The film yesterday (16/10) was supposed to be The Vanishing (1988). I tried watching it when I got home from work at around 11:30pm because I had no time during the day to do it, but I was too tired, and decided to give up and go to sleep at around 00:44. From the hour I kind of watched, it didn’t look like a particularly scary film, but honestly I didn’t follow the plot very well as I was very very tired. Oh, well. Fifteen more days to go.
P.S. I did get to watch three other films yesterday, The Queen of Katwe, Moolaadé, and Theo and Hugo, all of which I heartily recommend even though none of them are horror films.
The Children, 2008
dir. Tom Shankland
Overall I would describe this film as The Happening but with children instead of pollen, but also a lot better.

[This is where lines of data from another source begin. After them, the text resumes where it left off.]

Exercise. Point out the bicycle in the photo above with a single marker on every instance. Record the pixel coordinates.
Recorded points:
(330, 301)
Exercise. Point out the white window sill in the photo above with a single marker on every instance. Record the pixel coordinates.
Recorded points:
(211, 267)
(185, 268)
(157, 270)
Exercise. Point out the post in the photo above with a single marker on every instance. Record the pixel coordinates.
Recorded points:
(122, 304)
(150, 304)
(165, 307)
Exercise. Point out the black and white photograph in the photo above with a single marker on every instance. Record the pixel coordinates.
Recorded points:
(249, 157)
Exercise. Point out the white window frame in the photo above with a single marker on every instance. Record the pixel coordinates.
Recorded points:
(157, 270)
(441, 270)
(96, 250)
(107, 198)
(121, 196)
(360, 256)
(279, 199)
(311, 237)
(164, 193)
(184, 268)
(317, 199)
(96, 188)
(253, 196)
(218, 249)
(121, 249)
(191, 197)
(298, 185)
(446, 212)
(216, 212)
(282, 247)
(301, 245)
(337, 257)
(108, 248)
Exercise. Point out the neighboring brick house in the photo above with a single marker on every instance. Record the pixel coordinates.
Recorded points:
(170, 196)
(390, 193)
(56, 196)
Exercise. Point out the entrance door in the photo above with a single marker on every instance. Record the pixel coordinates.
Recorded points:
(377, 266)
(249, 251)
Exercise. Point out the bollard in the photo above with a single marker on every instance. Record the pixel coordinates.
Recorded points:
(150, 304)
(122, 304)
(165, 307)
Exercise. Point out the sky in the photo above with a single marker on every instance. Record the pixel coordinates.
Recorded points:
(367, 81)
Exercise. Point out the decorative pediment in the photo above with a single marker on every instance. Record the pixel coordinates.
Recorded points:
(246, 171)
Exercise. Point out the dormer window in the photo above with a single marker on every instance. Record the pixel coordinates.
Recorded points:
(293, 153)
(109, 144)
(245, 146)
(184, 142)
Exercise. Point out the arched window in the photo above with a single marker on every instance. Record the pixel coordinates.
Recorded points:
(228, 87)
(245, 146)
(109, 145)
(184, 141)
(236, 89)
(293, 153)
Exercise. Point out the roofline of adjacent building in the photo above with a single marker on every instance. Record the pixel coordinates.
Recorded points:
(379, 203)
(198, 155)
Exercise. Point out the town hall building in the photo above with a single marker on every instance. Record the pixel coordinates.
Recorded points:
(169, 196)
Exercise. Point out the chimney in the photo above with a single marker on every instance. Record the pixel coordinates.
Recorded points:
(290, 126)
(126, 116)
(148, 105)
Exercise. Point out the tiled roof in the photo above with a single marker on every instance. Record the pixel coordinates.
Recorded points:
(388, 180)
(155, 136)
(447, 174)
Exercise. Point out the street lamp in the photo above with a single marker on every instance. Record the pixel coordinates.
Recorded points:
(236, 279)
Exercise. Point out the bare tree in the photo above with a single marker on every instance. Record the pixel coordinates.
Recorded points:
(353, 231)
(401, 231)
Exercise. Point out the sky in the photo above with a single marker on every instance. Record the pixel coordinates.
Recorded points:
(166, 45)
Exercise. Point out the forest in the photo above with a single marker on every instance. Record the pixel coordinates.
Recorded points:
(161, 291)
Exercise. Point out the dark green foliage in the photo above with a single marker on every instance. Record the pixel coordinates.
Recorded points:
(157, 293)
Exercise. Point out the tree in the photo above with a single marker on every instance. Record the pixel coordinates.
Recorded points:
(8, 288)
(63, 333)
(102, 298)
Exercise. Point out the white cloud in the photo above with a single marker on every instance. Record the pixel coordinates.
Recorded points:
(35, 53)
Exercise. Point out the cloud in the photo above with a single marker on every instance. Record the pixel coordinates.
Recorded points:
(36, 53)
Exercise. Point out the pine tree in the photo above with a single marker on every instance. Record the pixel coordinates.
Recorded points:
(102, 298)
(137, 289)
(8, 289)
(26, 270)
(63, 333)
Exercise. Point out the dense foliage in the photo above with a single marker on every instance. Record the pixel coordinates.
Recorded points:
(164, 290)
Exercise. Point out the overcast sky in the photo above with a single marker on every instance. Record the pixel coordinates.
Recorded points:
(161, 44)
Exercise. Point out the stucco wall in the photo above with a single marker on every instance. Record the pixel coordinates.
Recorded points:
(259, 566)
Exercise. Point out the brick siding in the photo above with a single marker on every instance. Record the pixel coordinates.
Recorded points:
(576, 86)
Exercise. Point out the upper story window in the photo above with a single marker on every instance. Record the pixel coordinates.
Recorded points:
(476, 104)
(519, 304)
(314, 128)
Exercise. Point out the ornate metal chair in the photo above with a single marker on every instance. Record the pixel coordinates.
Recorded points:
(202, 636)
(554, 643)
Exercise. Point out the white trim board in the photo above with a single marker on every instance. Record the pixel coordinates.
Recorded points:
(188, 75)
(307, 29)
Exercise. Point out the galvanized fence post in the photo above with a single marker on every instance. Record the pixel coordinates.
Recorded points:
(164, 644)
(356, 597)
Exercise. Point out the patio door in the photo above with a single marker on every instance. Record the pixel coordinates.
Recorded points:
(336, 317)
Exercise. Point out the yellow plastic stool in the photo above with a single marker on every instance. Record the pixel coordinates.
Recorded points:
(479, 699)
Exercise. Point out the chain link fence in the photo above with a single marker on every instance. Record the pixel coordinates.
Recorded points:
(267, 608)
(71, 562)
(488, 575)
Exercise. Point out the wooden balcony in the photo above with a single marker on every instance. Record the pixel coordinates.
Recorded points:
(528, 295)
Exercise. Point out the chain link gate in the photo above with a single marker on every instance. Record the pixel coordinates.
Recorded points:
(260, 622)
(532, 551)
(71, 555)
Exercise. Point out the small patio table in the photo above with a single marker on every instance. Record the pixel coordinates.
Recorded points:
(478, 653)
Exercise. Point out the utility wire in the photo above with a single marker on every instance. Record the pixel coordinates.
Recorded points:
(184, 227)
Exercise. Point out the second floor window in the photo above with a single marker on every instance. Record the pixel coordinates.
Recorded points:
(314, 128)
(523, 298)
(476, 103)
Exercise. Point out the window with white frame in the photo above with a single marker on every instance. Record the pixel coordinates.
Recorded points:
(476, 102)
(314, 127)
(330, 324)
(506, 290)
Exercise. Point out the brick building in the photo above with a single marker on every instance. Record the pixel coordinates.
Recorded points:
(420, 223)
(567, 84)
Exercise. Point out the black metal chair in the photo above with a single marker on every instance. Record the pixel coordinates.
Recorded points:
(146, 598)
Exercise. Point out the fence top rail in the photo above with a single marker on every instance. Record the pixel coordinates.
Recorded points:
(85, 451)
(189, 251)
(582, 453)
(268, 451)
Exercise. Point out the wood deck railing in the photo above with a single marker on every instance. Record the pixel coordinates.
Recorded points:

It’s good! I liked it a lot. There’s some fun kills, and interesting development of the plot. I like the idea of murderous children because children are already the scariest things ever anyway. The shit kids say, it’s like they crawled all the way up from hell sometimes, it’s terrifying. So it was very fitting. But my favourite part was that there was never any attempt to explain anything. The characters were just thrown into the mess and their thoughts were just on how to survive — there was no news broadcast saying children were killing everybody, and it’s not until the end that we learn that this is ALL the children. Plus, the open ending was great, I love when horror films end open like that. The cinematography is beautiful at some points as well, there’s some great shots of blood in snow and frozen things, pretty fantastic.
Of course there were some problems with it, I thought the characterisations were bit flat for the most part, and the ADR was terrible up until the middle of the film, but once it gets going, you really forget about all that, because it’s goes from 8 to 80 and it’s murders galore.
Really fun film! And perfect for a Scary Children movie marathon.
The Howling, 1981
dir. Joe Dante
I got this film from Edgar Wright’s 1000 favourite films list, which is full of amazing stuff, and I’m really happy I did because this is excellent! Kind of schlock-ish, but still great.
The plot itself is fairly simple, and the whole telecasting stuff reminded me a lot of Dawn of the Dead, while the townspeople going mental reminded me of another film I saw this week: Dead and Buried; it also reminded me of The Fog. But I suppose these were common in films at the time because, well, telecasting is an easy way to get exposition out and flesh out your main mythology, while evil townsfolk are always terrifying (even in Hot Fuzz those old folks are a bit spooky.)
But what really takes the prize in this film is the make up and visual effects. Some fantastic work done in the werewolf transformations, really seamless and detailed practical effects — a wonder to watch! I think when it comes to transformations like these, it’s so much more powerful to have practical effects, real make up, and all that, rather than CG, because it looks far more realistic and it’s a lot more brutal. Like An American Werewolf in London, which I believe came out the same year as The Howling, and is also an amazing film.
Definitely deserves a place in a body horror marathon, alongside From Beyond and The Beast Within.